Les Chatouilles

Je viens de vivre un petit événement qui est venu remuer pas mal de choses du passé. Depuis toujours je pratique la thérapie par l’écriture et ça fonctionne plutôt bien, même si ça ne m’a jamais empêché d’enfouir mes traumas bien profondément. Quoiqu’il en soit, une petite secousse a libéré quelque chose de bien plus conséquent et je ne peux plus l’ignorer. Je n’ai jamais voulu voir ce film, Les Chatouilles, pour des raisons qui m’appartiennent, et aujourd’hui, en scrollant sur Tik Tok je vois un extrait du film qui m’a fait pleurer toutes les larmes de mon corps. Du coup, évidemment, je l’ai lancé.

Odette a huit ans, elle aime danser et dessiner. Pourquoi se méfierait-elle d’un ami de ses parents qui lui propose de « jouer aux chatouilles » ? Adulte, Odette danse sa colère, libère sa parole et embrasse la vie…


Finalement, ce n’est pas l’histoire d’un viol mais celui d’une enfant puis d’une adulte victime d’un lourd traumatisme et qui ne s’en remet pas. La vie continue, bien sûr, on fait avec et on tente d’avancer, parfois on ne se rend pas vraiment compte que nos agissements sont le résultat de tout ça. Et le sujet, tabou et chuchoté, voire ignoré au sein de sa propre famille, est présenté dès l’introduction du film : le viol répété, et plus précisément la pédophilie.

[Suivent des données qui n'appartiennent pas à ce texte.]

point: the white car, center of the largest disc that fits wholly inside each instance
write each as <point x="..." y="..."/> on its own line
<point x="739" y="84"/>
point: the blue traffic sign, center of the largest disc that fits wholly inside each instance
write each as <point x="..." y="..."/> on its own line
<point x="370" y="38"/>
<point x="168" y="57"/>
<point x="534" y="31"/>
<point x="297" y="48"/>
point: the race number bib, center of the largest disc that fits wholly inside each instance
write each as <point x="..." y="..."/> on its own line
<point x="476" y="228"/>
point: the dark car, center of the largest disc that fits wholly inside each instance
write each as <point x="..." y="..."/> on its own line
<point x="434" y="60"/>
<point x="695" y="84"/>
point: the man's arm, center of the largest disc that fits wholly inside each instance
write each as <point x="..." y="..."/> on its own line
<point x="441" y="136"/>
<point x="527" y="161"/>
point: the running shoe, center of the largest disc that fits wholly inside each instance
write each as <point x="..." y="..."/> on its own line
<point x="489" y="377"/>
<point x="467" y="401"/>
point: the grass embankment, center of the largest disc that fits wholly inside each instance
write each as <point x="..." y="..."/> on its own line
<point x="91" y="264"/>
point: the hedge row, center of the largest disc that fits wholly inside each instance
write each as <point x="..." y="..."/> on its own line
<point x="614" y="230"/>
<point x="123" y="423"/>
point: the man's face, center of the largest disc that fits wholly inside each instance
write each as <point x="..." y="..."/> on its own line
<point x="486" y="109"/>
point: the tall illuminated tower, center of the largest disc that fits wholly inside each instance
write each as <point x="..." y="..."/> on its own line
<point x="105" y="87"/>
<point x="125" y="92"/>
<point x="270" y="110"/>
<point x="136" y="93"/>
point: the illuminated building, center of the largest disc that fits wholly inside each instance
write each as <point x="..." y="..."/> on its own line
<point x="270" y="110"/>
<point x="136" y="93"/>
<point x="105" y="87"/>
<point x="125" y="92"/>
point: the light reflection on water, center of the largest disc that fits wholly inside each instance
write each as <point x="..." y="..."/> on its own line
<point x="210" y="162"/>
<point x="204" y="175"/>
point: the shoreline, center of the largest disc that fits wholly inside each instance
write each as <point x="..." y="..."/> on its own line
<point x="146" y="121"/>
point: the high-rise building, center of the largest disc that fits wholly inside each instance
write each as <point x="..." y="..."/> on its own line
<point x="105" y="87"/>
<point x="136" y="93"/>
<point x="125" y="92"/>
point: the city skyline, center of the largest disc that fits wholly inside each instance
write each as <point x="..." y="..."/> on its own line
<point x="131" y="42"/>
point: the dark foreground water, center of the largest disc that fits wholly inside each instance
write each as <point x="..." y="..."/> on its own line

Aucune volonté de choquer dans ce film mais d’exorciser. La co-réalisatrice, qui joue également le rôle principal d’Odette, Andréa Bescond raconte sa propre vie, sa propre enfance à travers Les Chatouilles, sans fausse pudeur avec une profonde crédibilité qui n’a d’égal que la cruauté du sujet. Comment finalement réussir à embrasser la douleur d’une enfance brisée, du silence qui a accompagné la construction de l’enfant à l’adulte, ce besoin irrépressible de se dire qu’on maîtrise notre vie et ses déviances, la peur des réactions finalement pas si infondée. L’angoisse de l’indifférence, celle de la violence, le rejet, le désir, l’échappatoire, qui finissent par devenir tout ce qu’au fond est connu et qui rassure.

Andréa Bescond inspire le respect tant elle réussit à ne pas entrer dans un misérabilisme malaisant. Karin Viard joue à la perfection la mère narcissique et abusive, culpabilisante et dépassée. Evidemment, loin de moi l’idée de la fustiger, mais ça reste un sujet compliqué. Il est clair que la mère aime sa fille, mais elle ne sait pas comment le faire. Alors, involontairement ou non elle la culpabilise, à chaque fois qu’elle ouvre la bouche. On la ressent bien, ou bien je le ressens bien, sûrement parce que je vois ce film à travers le prisme de ma propre expérience, mais finalement c’est le propre de chacun devant un film ou une oeuvre, quelque soit l’art.

Chaque instant est d’une cruelle réalité, très bien mis en image par une réalisation sans fausse note, le sujet est triste et grave mais traité avec une sacré dose d’humour. En visionnant ce film j’ai compris beaucoup de choses, à l’instar des amis d’Odette qui quand elle leur avoue son « expérience » lui disent qu’il la comprennent mieux. Ce besoin d’imaginaire, ce besoin d’échapper à une réalité et cette fausse indifférence sur ce qu’on peut bien en penser. Ce besoin de vivre surtout, malgré ce poids énorme, apprendre à dépasser tout ça, à travers ses passions, ses envies, ses joies et ses douleurs.

En conclusion ce film est une réelle thérapie pour celle qui l’a réalisé comme pour celles et ceux qui le voient. Oscillant entre la fragilité et la maladresse d’une enfant maltraitée à bien des égards, Les Chatouilles est une épatante séquence sur la survie et la résilience.